Oil sector reports declining sales amid fuel prices surge

Volumetric offtakes fall to 1.12 million tons with a 19% MoM and 8% YoY drop in February 2024

The Oil Marketing Companies (OMCs) experienced a downturn of 19% month-on-month (MoM) and 8% year-on-year (YoY) in February 2024, as per data compiled by AKD Research. 

Oil sales declined to 1.12 million tons in February 2024 compared to 1.38 million tons in January 2024 and 1.22 million tons in February 2023.

The downturn was particularly led by a reduction in Residual Fuel Oil (RFO) sales, which saw a decrease of 3% MoM and 11% YoY. The decline in RFO sales was primarily due to decreased demand for power generation and significant hikes in the prices of motor spirit (MS) and high-speed diesel (HSD) by Rs 12.5 and Rs 11.1 per litre respectively since early December 2023. 

These adjustments brought fuel prices to Rs 280 for MS and Rs 287.3 for HSD, marking increases of 4.6% and 4.0% compared to December 2023 prices.

This period’s performance marked the lowest sales figures in eleven months, indicating a seasonal downturn in demand for petroleum, oil, and lubricants (POL) typically observed in February 2024 due to lower working days. 

The aggregate sales data for the first eight months (July-Feb) of the fiscal year 2024 revealed a 13% year-on-year decline in total POL sales, with volumes dropping to 10.18 million tons from 11.69 million tons in the corresponding period of the previous year. 

Product-wise, the decline was most notable in furnace oil (FO) and HSD sales, down by 53% and 7% year-on-year respectively, showing the impacts of reduced industrial activity and reduction in power generation, with FO generation decreasing by 42.5% year-on-year during the first seven months of FY24.

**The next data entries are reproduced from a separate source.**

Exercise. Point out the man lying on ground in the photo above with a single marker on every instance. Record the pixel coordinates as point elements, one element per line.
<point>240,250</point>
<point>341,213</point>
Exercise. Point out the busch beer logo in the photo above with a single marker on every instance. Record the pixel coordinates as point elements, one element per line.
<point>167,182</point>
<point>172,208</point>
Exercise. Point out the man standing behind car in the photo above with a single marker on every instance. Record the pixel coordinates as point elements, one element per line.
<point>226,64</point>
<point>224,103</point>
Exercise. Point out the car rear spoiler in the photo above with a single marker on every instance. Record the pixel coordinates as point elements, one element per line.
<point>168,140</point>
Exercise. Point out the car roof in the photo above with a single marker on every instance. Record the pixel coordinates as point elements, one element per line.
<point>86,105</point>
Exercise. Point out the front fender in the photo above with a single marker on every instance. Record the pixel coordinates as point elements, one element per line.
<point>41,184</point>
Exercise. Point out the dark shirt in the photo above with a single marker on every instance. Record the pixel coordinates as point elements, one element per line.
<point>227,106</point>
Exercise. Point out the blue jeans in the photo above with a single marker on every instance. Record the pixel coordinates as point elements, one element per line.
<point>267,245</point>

Amidst the sector-wide downturn, Attock Petroleum Limited (APL) emerged as a standout performer, with a marginal 1.2% year-on-year decrease in total volumes, outpacing the industry’s 8% decline. 

APL’s retail fuel volumes experienced a 9% year-on-year growth, contrasting with the broader industry, where offtakes remained largely unchanged. 

Pakistan State Oil (PSO) saw declines in both total and retail volumes, with reductions in HSD (down 9% year-on-year) and RFO offtakes (down 19% year-on-year). 

HASCOL, on the other hand, reported a 19% year-on-year increase in total volumes to 253k tons, as the company worked to reactivate most of its retail depots, which had been closed due to dealer-network issues in CY20. 

The market share of smaller players in the sector (the bottom 25) increased to 11.5% from 8.8% in the preceding month.

As the fiscal year progresses, the sector is expected to contribute Rs 687 billion to the national treasury under the Petroleum Development Levy (PDL) through the first eight months, achieving 79% of the Rs 868 billion target for the ongoing fiscal year. 

This performance, driven by higher PDL allocations to fuel prices, suggests potential for exceeding the annual target, despite a 6% year-on-year decline in retail fuel offtakes.